Nvidia Corp.’s (NASDAQ: NVDA) meteoric year-to-date increase of 186.60% is largely due to the company’s semiconductors that are behind the boom in artificial intelligence applications.
But concerns about exactly those capabilities sent shares lower in recent days, as the U.S. Commerce Department reportedly is pondering fresh constraints on chip exports to China.
Nvidia shares are trading lower for the second week in a row. Since rallying to an all-time high of $439.90 on June 20, the stock is down 6.5%, closing at $411.17 on June 28.
Restrictions on AI chips already exist, as U.S. regulators require licensing and disclosures for companies selling the most advanced AI semiconductors to China-based customers.
However, new regulations would cover Nvidia’s A800 line of chips, which were specifically designed with fewer capabilities to meet U.S. requirements for selling to China.
New Rules Designed To Rein In Chipmakers?
Some analysts believe the latest round of potential constraints may be intended to quell chipmakers’ efforts to sidestep previous regulations.
According to a Wall Street Journal report, some U.S. officials are fretting that U.S.-designed chips could be used for nefarious purposes, including spreading disinformation or worse, such as the development of autonomous weapons, so-called “killer robots.”
Former Alphabet Inc. (NASDAQ: GOOGL) CEO Eric Schmidt recently told Congress that AI is central to tech competition between the U.S. and China.
OpenAI CEO Sam Altman recently addressed a Hong Kong conference, encouraging cooperation between China and the U.S. on AI development, instead of imposing more sanctions.
Creating Hurdles For China
However, some analysts believe more restrictions on the export of AI-capable chips would create much-needed obstacles for China, which is trying to match the rapid advancements made by American techs like Google and OpenAI, which counts Microsoft Corp. (NASDAQ: MSFT) as an investor.
So what does all this mean for chip stocks?

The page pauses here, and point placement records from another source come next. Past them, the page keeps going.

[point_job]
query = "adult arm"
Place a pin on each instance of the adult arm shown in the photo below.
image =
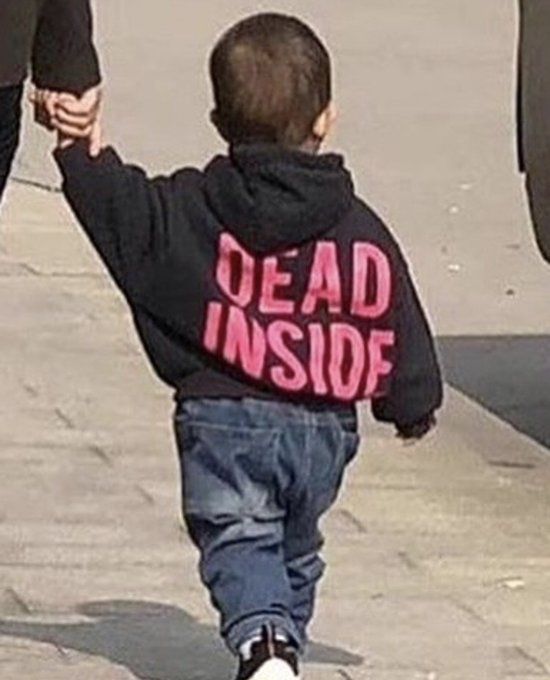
(64, 57)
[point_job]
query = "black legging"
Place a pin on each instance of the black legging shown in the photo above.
(10, 126)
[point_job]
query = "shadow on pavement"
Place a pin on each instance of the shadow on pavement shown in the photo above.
(151, 640)
(508, 375)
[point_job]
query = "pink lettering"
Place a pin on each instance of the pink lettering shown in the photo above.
(324, 282)
(372, 282)
(347, 357)
(243, 345)
(378, 366)
(317, 358)
(213, 322)
(292, 376)
(274, 278)
(235, 271)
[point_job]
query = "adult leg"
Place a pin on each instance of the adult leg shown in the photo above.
(10, 125)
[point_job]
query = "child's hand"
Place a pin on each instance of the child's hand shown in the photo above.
(73, 117)
(417, 431)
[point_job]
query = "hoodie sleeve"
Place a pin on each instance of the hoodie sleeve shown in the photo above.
(123, 212)
(64, 57)
(416, 391)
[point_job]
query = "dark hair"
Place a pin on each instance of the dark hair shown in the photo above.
(272, 79)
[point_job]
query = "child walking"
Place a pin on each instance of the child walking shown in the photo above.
(272, 300)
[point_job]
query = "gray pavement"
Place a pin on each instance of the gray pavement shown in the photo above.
(439, 554)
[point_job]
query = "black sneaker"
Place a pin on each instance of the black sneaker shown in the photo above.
(270, 659)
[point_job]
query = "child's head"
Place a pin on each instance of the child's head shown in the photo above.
(272, 83)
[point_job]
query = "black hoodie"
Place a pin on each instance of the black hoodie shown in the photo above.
(263, 275)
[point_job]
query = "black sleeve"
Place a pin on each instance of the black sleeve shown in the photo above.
(416, 390)
(64, 57)
(123, 212)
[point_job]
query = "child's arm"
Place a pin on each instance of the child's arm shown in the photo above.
(123, 212)
(417, 387)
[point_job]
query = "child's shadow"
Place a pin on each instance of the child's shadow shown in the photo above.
(152, 640)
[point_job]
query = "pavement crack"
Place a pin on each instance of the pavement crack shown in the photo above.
(18, 601)
(408, 561)
(145, 495)
(350, 518)
(64, 418)
(100, 453)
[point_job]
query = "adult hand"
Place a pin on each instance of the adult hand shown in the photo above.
(79, 118)
(44, 102)
(73, 117)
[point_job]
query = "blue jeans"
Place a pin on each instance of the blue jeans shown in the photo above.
(257, 477)
(10, 124)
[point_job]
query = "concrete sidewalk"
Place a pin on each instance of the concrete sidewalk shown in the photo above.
(439, 555)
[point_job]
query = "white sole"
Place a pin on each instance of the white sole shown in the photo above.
(274, 669)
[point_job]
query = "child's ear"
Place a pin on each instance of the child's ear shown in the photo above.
(325, 122)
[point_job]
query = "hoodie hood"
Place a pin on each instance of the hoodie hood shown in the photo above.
(274, 199)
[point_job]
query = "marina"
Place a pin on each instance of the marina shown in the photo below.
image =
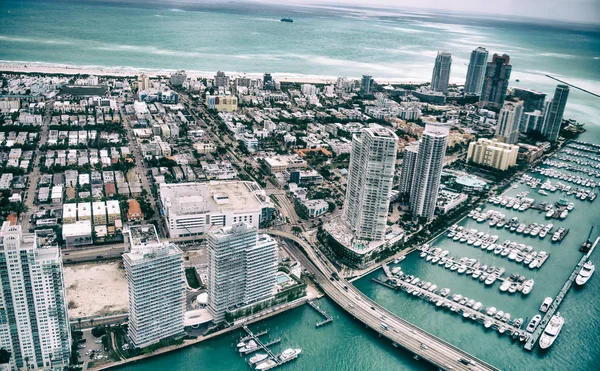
(559, 298)
(266, 361)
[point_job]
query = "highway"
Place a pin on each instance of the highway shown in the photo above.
(438, 352)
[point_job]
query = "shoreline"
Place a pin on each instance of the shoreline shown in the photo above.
(187, 343)
(72, 70)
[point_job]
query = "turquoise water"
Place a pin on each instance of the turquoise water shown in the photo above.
(393, 45)
(237, 37)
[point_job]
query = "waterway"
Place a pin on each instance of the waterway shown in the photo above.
(345, 344)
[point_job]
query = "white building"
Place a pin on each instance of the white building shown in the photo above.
(492, 153)
(427, 171)
(241, 268)
(370, 177)
(34, 326)
(509, 121)
(192, 208)
(156, 286)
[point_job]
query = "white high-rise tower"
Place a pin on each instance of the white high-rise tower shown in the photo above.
(34, 324)
(242, 266)
(370, 176)
(428, 170)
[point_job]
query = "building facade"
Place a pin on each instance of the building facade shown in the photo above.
(495, 83)
(34, 323)
(428, 170)
(509, 121)
(555, 112)
(476, 71)
(156, 286)
(493, 153)
(370, 176)
(242, 266)
(441, 72)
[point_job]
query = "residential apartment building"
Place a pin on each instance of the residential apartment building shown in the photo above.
(493, 153)
(241, 268)
(34, 323)
(156, 286)
(370, 176)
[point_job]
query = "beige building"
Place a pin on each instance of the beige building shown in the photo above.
(99, 211)
(493, 153)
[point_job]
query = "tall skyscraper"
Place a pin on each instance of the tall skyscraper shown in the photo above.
(495, 83)
(441, 72)
(532, 101)
(555, 112)
(408, 167)
(241, 268)
(370, 176)
(427, 170)
(34, 324)
(507, 129)
(155, 280)
(476, 71)
(143, 82)
(366, 85)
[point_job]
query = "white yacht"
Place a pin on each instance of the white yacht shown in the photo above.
(545, 305)
(551, 331)
(527, 286)
(257, 358)
(289, 354)
(535, 321)
(585, 273)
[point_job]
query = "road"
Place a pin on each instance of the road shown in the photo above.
(419, 342)
(141, 171)
(35, 173)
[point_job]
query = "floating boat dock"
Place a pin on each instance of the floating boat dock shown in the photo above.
(530, 344)
(327, 319)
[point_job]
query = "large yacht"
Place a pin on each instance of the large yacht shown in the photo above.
(585, 273)
(551, 331)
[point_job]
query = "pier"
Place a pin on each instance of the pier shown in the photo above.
(529, 345)
(327, 319)
(262, 345)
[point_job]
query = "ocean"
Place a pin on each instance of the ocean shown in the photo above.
(249, 38)
(395, 45)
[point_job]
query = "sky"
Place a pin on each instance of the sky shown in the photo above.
(585, 11)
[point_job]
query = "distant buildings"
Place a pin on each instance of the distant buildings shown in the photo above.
(555, 112)
(178, 78)
(155, 280)
(509, 119)
(227, 103)
(427, 170)
(493, 153)
(476, 71)
(242, 267)
(495, 83)
(192, 208)
(441, 72)
(34, 324)
(370, 176)
(366, 85)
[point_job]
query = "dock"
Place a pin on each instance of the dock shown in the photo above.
(262, 345)
(260, 333)
(473, 314)
(327, 317)
(530, 344)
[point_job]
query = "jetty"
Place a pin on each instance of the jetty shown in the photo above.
(327, 317)
(530, 344)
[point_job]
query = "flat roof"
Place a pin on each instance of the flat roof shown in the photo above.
(198, 198)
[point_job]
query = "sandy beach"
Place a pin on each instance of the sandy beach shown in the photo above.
(95, 289)
(49, 69)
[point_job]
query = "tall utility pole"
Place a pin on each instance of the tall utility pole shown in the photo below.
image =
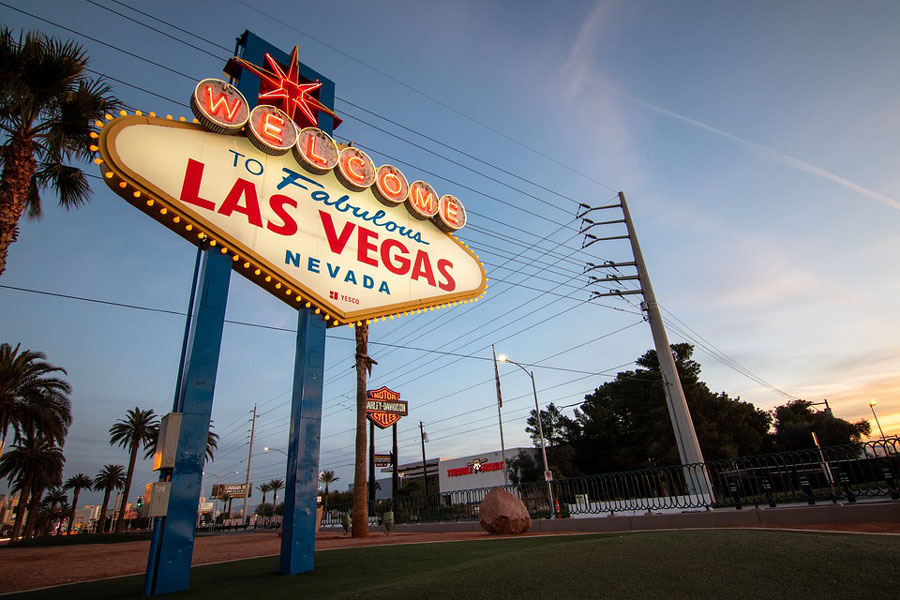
(249, 458)
(500, 416)
(395, 479)
(696, 478)
(424, 462)
(371, 467)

In a recent note to clients, stock analyst Angelo Zino said Nvidia, along with fellow chipmakers Broadcom Inc. (NASDAQ: AVGO), Advanced Micro Devices Inc. (NASDAQ: AMD) and Marvell Technology Inc. (NASDAQ: MRVL) constitute the “four horsemen” of AI. He reiterated his “buy” ratings on all four stocks, noting a "a permanent shift in data center infrastructure spend” that will drive revenue for those companies.
So far, only Nvidia is truly benefiting from the AI boom. Analysts see Broadcom’s earnings flat this year while eyeing a decline of 32% for AMD and a drop of 59% for Marvell.
Broadcom Forecasts Above Analysts' Views
In its most recent earnings report on June 1, Broadcom forecast third-quarter revenue above Wall Street estimates, saying it will benefit from corporate spending on AI technologies.
For its part, AMD recently showcased its next-generation data center and AI chips. AMD is further behind market leader Nvidia when it comes to releasing AI semiconductors, but analysts are optimistic, expecting the company to see the fruits of those efforts in 2024, when earnings are seen increasing by 57%.
As for Marvell, in its quarterly earnings release on May 25, CEO Matt Murphy said, "AI has emerged as a key growth driver for Marvell.”
He added, “While we are still in the early stages of our AI ramp, we are forecasting our AI revenue in fiscal 2024 to at least double from the prior year and continue to grow rapidly in the coming years."
Chip Stocks Trading Above 50-Day Averages
Although all of the “four horsemen” are trading below recent highs, all are getting support at or well above their 50-day moving averages, indicating that institutional investors are likely taking some profits after run-ups rather than panic selling.
In other words, it doesn’t seem to be the case that big investors are suddenly quaking in their boots that new restrictions will put a serious dent in chipmakers’ AI revenue.
In fact, the current pullback in these stocks could be presenting a classic “buy the dip” opportunity as long as they continue seeing strong moving-average support.